Todo lo que tiene que ver con el cambio económico en Cuba es eminentemente reactivo y de mínimos, sintetiza Ricardo Torres, también doctor en Economía por la Universidad de La Habana. Cuando la cosa se pone muy mala, cuando la crisis arrecia, optan por introducir unos cambios pequeños para tratar de lidiar con la crisis, para agarrar oxígeno. Pero nada indica que sea una transformación mucho más sustancial y permanente. Y la historia, lamentablemente, ha demostrado que cuando a veces la situación mejora o se estabiliza, el Gobierno rema hacia atrás, agrega el investigador radicado en Washington.

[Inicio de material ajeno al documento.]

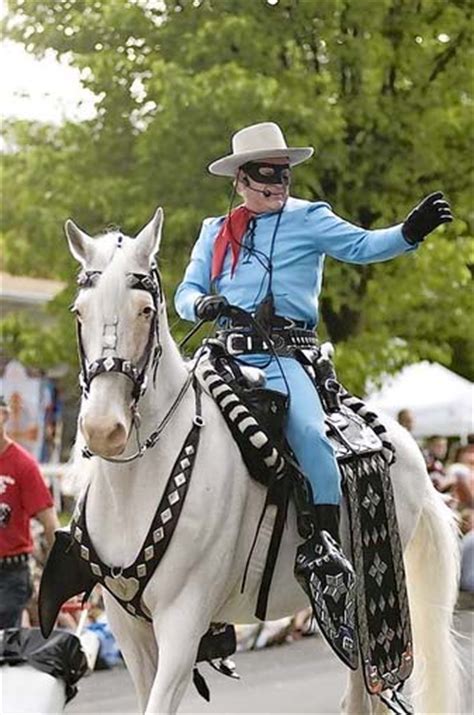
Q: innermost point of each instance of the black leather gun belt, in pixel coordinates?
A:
(283, 342)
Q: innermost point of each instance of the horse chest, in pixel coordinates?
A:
(127, 584)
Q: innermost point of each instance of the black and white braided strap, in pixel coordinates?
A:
(361, 409)
(242, 423)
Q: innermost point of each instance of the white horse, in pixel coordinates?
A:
(199, 579)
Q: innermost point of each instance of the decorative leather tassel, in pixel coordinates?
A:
(201, 685)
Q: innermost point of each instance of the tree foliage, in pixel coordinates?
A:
(381, 89)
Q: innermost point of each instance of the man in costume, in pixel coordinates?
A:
(266, 257)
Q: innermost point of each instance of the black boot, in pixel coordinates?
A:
(327, 577)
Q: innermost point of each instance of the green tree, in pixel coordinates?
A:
(381, 89)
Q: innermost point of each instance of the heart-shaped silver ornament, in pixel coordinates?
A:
(123, 588)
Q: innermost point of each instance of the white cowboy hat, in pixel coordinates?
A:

El aparato estatal mantiene un férreo control sobre el 90% de los medios productivos, mientras supervisa con burocracia la acción de los pocos privados que reman contra la corriente. El sector aporta cerca del 15% del PIB y alrededor del 30% del empleo, particularmente en el comercio minorista, donde subsanan gran porción de la demanda, según estimaciones privadas.
Los economistas cubanos aún son cautos, pues la alocución ofrecida por Díaz-Canel ante periodistas este viernes puede resumirse como un conjunto de titulares que deben ser plasmados en regulación, antes de convertirse en realidad. En resumen, el programa ofrece al menos una intención de amplificar los espacios de mercado, procurar una mayor participación del sector privado y de la inversión extranjera, aunque no altera la esencia monopólica del Gobierno sobre las principales industrias. Y en las reformas económicas, como en la vida, el diablo está en los detalles.